Birgitta Roslin marcó enseguida el número que acababa de anotar. Una voz grabada en un contestador la invitó a dejar un mensaje. Empezaba a sentirse inquieta. Volvió a echar mano de la aspiradora pero no fue capaz de ponerse a limpiar, sino que se plantó de nuevo ante el ordenador y, media hora después, ya se había decidido por un viaje a Tenerife desde Copenhague. Partiría dentro de dos días. Buscó la isla en el atlas y empezó a soñar con aguas cálidas y con vinos españoles.

«Puede que me venga bien», se dijo Birgitta Roslin. «Una semana sin Staffan, sin juicios, sin lo cotidiano. No es que esté muy ducha en el arte de procesar lo que siento o pienso acerca de mí misma y sobre mi vida pero, a mi edad, debería ser capaz de verme con la suficiente claridad como para detectar los achaques y cambiar el rumbo donde sea necesario.

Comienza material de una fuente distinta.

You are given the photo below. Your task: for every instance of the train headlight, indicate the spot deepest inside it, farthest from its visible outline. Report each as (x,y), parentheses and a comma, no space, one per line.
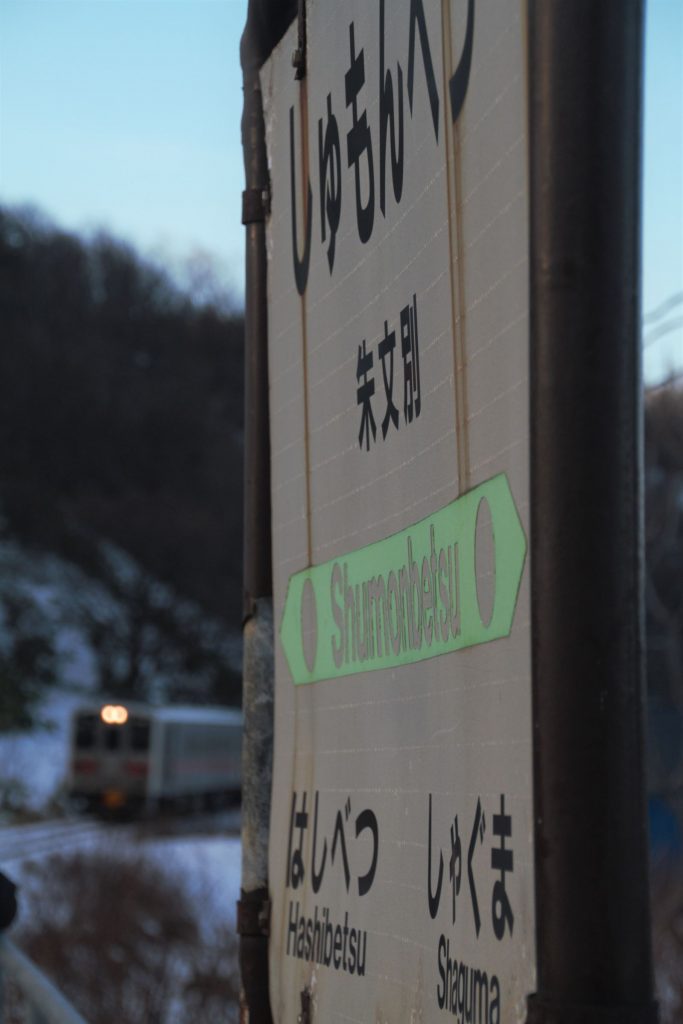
(114,715)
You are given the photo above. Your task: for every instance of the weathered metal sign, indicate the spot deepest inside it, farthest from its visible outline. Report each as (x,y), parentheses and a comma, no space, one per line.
(401,825)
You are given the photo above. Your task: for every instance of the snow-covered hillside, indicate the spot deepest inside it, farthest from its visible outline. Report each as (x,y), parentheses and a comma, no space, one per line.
(87,632)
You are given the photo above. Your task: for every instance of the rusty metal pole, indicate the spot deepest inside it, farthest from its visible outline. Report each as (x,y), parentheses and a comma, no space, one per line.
(593,926)
(265,25)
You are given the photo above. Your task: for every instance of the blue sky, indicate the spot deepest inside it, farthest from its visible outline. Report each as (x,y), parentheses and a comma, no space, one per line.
(125,114)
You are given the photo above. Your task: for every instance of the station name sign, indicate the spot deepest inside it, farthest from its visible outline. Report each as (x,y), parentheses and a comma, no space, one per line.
(409,597)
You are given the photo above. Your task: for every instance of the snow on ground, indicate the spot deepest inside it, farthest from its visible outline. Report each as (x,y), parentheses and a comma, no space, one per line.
(211,867)
(33,765)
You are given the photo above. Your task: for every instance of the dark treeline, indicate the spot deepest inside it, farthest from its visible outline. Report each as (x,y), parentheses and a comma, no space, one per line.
(121,411)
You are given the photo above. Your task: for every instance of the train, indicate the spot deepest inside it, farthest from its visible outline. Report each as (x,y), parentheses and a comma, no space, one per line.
(135,757)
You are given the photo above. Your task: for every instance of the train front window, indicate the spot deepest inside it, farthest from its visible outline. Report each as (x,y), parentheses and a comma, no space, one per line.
(139,735)
(86,731)
(112,737)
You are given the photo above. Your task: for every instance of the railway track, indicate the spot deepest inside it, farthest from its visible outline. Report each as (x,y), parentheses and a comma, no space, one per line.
(32,842)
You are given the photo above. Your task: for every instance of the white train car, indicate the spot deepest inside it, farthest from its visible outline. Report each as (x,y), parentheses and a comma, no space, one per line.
(134,756)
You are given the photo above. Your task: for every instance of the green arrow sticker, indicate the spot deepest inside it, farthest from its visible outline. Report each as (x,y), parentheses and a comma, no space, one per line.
(414,595)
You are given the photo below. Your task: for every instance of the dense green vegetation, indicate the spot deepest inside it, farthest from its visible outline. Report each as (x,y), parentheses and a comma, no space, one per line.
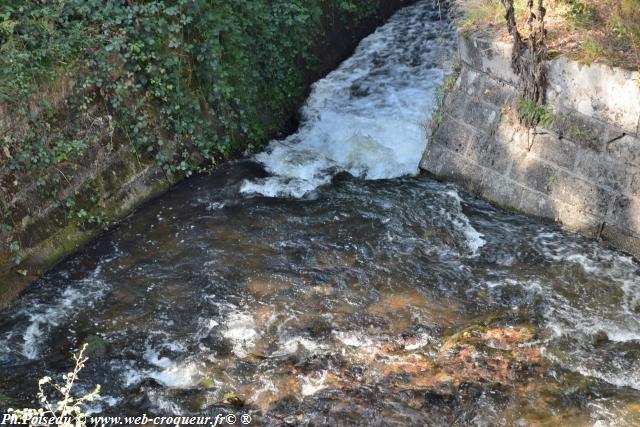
(185,83)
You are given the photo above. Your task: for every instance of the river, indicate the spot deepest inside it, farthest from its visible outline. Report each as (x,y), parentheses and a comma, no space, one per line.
(326,282)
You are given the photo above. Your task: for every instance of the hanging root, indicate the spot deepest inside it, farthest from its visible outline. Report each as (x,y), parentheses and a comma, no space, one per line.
(529,54)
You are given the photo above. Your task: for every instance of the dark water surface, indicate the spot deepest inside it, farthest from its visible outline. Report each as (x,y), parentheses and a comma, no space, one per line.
(400,301)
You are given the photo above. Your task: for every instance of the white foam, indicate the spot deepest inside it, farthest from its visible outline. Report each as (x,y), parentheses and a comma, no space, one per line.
(366,116)
(474,239)
(311,385)
(240,329)
(292,346)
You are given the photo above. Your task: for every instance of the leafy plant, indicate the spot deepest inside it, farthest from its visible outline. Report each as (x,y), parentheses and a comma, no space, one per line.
(532,113)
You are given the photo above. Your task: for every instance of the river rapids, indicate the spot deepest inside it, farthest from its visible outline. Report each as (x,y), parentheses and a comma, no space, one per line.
(326,282)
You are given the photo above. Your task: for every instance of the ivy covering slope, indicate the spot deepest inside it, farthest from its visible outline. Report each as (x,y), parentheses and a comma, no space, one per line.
(184,83)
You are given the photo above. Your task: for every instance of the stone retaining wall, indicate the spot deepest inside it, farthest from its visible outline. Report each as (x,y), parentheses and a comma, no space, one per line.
(583,172)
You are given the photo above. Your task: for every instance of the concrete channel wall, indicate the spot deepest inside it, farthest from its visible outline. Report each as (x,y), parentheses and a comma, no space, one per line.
(583,172)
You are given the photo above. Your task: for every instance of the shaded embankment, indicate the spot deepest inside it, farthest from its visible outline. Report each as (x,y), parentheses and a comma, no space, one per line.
(102,110)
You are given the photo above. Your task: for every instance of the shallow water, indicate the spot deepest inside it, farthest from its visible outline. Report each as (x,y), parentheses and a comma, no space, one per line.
(362,297)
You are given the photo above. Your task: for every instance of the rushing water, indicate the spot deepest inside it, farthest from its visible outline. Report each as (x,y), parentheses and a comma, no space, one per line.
(357,296)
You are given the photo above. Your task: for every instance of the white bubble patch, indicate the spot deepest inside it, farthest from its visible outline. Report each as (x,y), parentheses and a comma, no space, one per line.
(367,117)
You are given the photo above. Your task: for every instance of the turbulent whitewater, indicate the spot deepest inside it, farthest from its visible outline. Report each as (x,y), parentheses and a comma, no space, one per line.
(355,297)
(367,117)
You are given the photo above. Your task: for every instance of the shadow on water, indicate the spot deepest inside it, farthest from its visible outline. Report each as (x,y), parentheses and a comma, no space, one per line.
(382,301)
(366,300)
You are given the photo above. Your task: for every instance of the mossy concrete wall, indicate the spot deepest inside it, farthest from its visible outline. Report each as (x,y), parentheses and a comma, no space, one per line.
(114,179)
(583,172)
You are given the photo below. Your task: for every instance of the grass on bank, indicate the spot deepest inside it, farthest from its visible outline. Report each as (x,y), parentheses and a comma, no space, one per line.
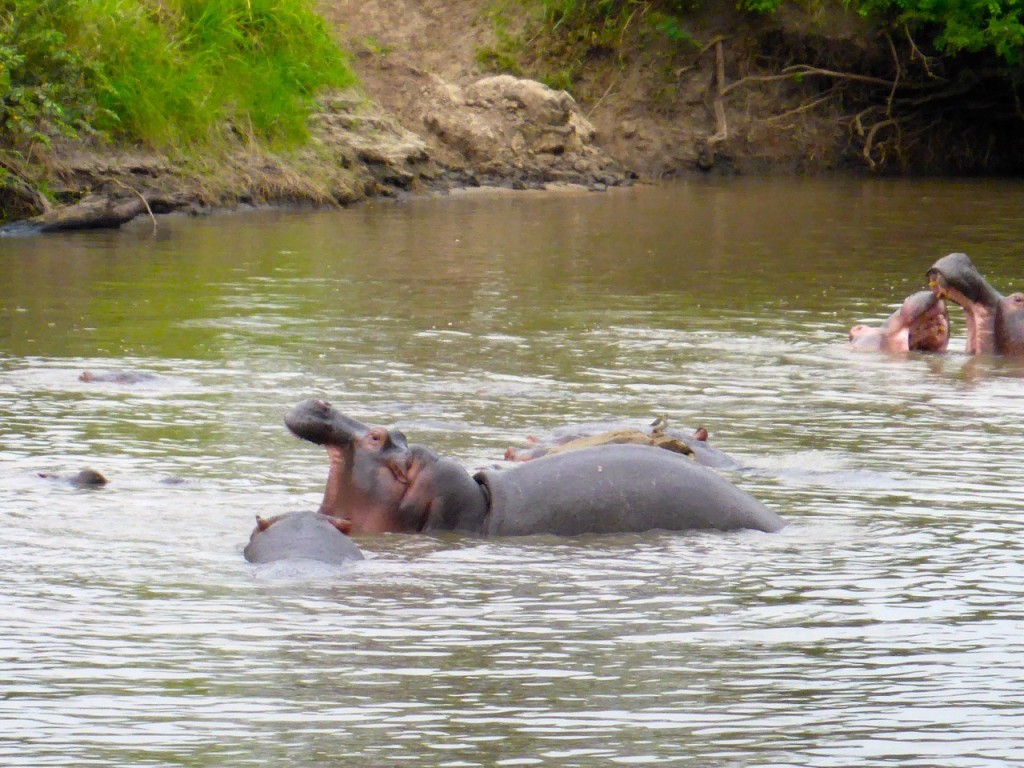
(165,74)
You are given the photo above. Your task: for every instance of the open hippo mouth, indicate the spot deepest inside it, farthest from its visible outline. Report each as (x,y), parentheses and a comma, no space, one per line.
(956,279)
(927,322)
(316,421)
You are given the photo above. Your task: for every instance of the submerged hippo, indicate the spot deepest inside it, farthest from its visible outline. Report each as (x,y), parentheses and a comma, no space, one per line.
(994,322)
(573,437)
(306,536)
(116,377)
(85,478)
(922,324)
(379,482)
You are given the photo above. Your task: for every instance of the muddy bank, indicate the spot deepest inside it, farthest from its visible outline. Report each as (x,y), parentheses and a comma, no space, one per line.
(798,92)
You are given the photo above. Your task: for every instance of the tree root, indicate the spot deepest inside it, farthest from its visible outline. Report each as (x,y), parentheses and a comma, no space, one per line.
(914,110)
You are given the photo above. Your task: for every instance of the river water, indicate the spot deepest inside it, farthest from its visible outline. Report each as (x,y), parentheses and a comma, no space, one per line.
(883,627)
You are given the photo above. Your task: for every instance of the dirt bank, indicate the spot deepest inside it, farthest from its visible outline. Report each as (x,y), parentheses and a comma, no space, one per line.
(800,91)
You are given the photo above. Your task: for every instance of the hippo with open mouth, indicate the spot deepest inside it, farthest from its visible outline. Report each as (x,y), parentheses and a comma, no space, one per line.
(994,322)
(922,324)
(378,482)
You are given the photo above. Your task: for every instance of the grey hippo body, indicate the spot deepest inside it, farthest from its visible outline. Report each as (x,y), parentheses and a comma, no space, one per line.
(378,482)
(921,325)
(571,437)
(994,322)
(85,478)
(306,536)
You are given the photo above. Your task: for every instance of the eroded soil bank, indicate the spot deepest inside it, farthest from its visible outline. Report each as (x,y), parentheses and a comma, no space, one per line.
(794,93)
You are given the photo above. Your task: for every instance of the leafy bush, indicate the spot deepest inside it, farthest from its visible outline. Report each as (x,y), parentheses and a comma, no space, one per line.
(953,26)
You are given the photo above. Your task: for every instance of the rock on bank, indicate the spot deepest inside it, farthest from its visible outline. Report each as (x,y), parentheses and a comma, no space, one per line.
(500,130)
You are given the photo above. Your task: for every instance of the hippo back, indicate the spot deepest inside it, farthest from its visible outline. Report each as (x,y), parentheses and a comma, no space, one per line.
(617,488)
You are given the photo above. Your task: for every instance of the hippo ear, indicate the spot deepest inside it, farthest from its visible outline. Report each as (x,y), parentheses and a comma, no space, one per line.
(342,523)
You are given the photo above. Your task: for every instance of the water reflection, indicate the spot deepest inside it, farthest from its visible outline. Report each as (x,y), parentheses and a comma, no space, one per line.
(881,627)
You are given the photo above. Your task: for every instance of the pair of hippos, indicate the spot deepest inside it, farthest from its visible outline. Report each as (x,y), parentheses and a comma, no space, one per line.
(379,482)
(994,322)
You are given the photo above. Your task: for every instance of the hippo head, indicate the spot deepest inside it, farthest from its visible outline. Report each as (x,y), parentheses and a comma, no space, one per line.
(368,477)
(922,324)
(954,278)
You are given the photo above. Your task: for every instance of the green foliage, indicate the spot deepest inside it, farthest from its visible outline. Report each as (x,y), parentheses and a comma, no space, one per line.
(953,26)
(43,80)
(163,72)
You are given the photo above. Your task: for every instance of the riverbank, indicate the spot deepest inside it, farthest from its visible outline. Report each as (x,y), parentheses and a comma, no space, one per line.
(785,93)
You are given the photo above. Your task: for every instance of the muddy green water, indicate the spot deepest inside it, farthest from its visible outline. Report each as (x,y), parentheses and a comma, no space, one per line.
(884,627)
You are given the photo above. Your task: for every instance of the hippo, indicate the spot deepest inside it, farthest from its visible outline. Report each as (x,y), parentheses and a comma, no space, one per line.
(922,324)
(994,322)
(378,482)
(581,435)
(116,377)
(85,478)
(307,536)
(654,437)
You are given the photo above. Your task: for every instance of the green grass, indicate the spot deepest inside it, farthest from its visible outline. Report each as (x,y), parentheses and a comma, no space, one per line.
(162,73)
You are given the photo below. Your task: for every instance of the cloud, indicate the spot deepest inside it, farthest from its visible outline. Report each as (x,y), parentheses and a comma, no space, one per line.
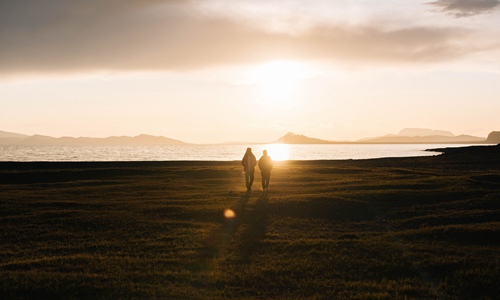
(466,8)
(72,36)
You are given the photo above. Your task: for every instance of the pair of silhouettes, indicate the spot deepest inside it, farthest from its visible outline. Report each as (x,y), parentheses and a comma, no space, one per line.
(265,165)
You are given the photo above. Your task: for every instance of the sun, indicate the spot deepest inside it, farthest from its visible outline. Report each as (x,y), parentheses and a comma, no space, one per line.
(277,82)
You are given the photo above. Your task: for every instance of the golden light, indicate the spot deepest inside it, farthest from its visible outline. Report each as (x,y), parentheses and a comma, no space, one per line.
(229,213)
(278,151)
(278,81)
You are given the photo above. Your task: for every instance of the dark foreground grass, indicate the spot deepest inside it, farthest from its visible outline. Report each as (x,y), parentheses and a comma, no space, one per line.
(406,228)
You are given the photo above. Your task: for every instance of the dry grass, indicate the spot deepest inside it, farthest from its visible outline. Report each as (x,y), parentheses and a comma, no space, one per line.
(370,229)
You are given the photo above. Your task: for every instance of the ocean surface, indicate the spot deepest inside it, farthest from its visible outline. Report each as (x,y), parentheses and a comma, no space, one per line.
(213,152)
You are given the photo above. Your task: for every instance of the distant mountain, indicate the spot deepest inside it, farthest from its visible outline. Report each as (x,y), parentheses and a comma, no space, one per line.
(423,132)
(292,138)
(433,139)
(143,139)
(423,136)
(5,134)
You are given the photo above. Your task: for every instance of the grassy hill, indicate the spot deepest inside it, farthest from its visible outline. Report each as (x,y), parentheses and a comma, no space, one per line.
(420,228)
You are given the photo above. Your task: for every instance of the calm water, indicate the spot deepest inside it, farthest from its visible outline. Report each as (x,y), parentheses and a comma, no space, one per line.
(212,152)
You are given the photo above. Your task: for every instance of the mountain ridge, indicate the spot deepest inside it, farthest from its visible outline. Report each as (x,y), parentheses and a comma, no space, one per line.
(424,136)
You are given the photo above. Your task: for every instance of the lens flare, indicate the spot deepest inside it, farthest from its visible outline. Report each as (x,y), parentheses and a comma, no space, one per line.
(229,213)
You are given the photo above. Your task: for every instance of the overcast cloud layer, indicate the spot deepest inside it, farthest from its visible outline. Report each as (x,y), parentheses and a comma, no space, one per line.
(70,36)
(466,8)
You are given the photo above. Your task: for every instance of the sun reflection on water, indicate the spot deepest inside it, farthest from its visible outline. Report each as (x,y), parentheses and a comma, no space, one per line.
(278,151)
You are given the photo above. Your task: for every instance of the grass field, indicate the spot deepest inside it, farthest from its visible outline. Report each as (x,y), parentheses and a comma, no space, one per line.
(402,228)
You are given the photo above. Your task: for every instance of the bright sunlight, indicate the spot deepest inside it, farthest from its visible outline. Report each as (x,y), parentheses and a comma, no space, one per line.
(278,151)
(278,81)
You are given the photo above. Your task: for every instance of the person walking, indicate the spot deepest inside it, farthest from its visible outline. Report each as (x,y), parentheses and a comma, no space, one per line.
(249,162)
(265,166)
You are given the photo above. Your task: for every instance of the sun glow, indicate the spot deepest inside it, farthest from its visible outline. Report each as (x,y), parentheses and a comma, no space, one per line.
(278,81)
(278,151)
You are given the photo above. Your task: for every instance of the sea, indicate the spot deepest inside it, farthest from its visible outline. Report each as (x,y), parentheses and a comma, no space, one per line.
(278,152)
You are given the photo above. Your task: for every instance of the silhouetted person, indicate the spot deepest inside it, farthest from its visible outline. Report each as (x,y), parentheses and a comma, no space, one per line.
(265,166)
(249,162)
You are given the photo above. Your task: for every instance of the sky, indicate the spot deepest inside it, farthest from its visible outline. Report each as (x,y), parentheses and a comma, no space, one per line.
(215,71)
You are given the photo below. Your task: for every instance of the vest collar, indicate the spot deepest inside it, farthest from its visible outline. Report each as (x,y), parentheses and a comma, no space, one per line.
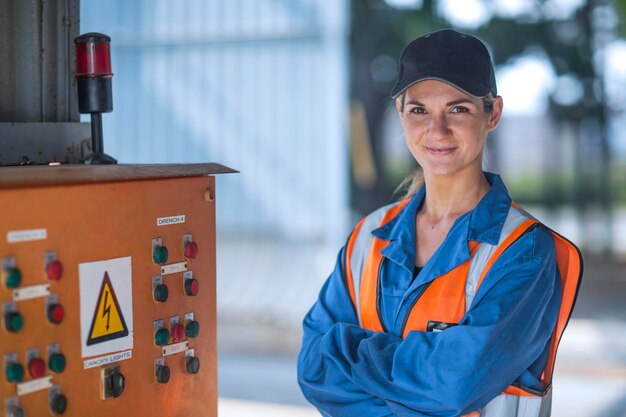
(482,224)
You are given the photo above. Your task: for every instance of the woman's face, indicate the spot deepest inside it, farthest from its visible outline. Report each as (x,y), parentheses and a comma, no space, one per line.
(444,128)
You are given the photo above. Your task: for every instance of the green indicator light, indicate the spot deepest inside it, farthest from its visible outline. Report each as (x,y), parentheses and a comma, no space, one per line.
(160,254)
(15,372)
(56,363)
(161,337)
(13,278)
(192,329)
(14,322)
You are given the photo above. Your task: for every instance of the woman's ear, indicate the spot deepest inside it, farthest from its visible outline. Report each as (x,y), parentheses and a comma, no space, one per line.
(495,114)
(399,107)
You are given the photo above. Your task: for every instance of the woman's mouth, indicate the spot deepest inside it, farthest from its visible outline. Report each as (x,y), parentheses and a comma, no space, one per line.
(440,151)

Hubo un tiempo, cuando era joven, en que soñé que sería la primera mujer en dar la vuelta al mundo en un barco de vela. Jamás lo hice, pero recuerdo parte de la terminología relacionada con la navegación y sé cómo avanzar por la angostura de ciertas vías marítimas. Puede que durante unos días necesite transitar sin fin por el estrecho, o preguntarme, tumbada en una playa de Tenerife, si lo que se avecina es ya la vejez o si se trata de una mala racha de la que podré salir. Pasé bien la crisis de la menopausia; pero ahora no sé qué me pasa exactamente. Y tengo que averiguarlo. Ante todo, debo averiguar si mi presión sanguínea y mi ansiedad guardan relación con Staffan. Si nunca seremos capaces de sentirnos bien a menos que logremos salir de este estado de apatía en que ahora nos encontramos.»